Directed by Geoffrey Rivas, the show includes historical photos and film footage of the young girls, with their families, home décor and toys. These kids’ problems around the holiday had an ethnic inflection, but resemble everyone’s problem: How to remember the meaning of Christmas amidst the swirl of tasteless, excessive commercialism.
L.A.-born Maria focuses around being an especially indulged child with a weight problem, although Sandra and Diana say she’s not fat, just “healthy.” Aspirations of becoming a ballerina with a Barbie body just do not happen. Diana’s parents left Cuba as a young married couple and settled in Miami. She delivers a hilarious dissertation on the multiple applications of the word coño, and relates how her kid brother became a fan of the Village People, and grew into a kick-ass queer man.

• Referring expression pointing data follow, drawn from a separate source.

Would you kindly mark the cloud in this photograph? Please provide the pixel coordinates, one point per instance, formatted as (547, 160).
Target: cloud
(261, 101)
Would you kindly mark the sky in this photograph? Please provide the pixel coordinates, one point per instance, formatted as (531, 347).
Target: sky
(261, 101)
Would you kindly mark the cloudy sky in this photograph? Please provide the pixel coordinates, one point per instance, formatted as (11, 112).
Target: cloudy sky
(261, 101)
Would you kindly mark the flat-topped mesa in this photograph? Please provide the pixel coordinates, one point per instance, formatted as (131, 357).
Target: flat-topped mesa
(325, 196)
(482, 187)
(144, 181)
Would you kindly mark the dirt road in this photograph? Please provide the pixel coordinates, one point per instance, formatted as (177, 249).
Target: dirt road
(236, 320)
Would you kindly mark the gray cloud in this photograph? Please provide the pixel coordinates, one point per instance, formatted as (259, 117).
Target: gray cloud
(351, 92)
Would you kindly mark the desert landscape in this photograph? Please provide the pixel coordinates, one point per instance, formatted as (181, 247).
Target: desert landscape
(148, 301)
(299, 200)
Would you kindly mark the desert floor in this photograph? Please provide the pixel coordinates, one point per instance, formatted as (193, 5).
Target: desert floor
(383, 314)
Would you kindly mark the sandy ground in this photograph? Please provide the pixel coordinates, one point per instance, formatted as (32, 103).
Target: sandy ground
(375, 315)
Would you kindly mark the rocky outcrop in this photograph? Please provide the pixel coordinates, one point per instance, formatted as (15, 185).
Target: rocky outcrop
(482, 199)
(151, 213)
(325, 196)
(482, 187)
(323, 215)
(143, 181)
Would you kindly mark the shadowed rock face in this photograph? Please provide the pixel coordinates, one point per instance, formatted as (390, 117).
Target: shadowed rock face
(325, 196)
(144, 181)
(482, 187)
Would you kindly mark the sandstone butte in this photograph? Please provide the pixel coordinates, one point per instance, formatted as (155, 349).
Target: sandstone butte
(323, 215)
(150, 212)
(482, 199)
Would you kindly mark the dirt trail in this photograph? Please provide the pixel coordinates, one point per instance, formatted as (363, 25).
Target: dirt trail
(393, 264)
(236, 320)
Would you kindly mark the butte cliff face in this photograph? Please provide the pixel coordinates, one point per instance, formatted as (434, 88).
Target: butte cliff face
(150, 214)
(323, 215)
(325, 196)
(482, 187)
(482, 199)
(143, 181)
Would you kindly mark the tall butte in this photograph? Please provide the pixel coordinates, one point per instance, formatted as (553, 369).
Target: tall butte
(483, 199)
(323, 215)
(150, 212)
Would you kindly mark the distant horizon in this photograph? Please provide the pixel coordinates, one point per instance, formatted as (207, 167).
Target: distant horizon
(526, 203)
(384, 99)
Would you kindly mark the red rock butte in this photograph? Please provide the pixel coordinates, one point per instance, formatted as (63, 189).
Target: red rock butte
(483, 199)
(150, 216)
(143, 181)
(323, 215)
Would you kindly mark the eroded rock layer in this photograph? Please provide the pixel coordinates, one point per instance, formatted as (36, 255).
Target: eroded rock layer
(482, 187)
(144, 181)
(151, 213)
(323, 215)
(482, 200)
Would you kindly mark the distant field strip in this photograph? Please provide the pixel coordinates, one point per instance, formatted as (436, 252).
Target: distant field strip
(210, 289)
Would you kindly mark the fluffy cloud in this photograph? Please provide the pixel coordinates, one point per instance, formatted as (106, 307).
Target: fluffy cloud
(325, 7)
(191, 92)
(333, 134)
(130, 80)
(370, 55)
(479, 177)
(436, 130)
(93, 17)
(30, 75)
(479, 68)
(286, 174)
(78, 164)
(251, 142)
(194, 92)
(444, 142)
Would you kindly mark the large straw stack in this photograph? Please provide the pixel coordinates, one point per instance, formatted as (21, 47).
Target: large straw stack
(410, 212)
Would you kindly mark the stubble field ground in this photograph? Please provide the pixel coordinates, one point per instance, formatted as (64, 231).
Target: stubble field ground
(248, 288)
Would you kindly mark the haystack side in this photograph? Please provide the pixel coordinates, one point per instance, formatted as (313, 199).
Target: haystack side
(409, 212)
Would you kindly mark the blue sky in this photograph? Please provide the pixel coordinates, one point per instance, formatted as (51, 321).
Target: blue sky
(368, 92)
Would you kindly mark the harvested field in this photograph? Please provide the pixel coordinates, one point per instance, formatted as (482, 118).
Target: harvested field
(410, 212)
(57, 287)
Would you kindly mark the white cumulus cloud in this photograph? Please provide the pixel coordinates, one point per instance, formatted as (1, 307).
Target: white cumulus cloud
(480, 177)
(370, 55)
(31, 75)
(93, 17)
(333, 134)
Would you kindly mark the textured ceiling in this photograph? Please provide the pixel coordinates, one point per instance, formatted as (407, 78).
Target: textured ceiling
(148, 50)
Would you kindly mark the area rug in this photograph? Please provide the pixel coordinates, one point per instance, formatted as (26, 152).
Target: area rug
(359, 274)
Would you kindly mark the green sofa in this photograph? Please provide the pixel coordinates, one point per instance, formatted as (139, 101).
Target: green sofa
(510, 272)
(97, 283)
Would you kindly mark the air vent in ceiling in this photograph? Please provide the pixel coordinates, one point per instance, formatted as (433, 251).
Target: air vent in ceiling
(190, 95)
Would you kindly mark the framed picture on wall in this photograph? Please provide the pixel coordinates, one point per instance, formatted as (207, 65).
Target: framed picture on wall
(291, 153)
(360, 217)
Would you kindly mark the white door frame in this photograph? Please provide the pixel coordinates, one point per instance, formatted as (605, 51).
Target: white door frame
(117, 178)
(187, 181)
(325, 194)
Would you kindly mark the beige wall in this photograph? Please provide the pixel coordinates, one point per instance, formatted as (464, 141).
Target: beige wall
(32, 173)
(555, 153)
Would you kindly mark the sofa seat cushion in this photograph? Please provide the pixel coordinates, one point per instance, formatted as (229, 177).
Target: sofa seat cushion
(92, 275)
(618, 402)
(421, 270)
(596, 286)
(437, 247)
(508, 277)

Sandra’s is the last cameo, and the show’s most poignant. She was a tomboy from the start, crestfallen each year when her Christmas gifts included yet another unwelcome doll. In her Texas Mexican household, Christmas Eve was for the “real” presents, and Christmas morning for Santa’s presents. Finally, one year, that morning brought her the heavy construction toys she wanted. “Santa heard me, Santa knew me, Santa saw me — and isn’t that what a gift should be?” Sandra wound up being somewhat resentfully her mom’s full-time caretaker until one Christmas her sister told her, “You can continue to mourn the mother you used to have or to celebrate the mother you have.” “It’s not what you have to do,” Sandra concludes, “it’s what you get to do.”
Carlos Gardel and the tango
Every lover of Latin music knows that the singer, songwriter and film star Carlos Gardel, brought to Buenos Aires as an infant by his unwed French mother, almost singlehandedly transformed the tango from the lowlife barrio song accompanied by guitar or bandoneón into the heady, romantic, orchestrated hit tunes that lifted the dance and song form into a worldwide craze.
Gardel’s Tango, called “a play with songs,” was written, directed and produced by John R. Lacey. Many musicals and musical plays focus on a person, a singing group or a genre, and Gardel is certainly deserving of this kind of attention.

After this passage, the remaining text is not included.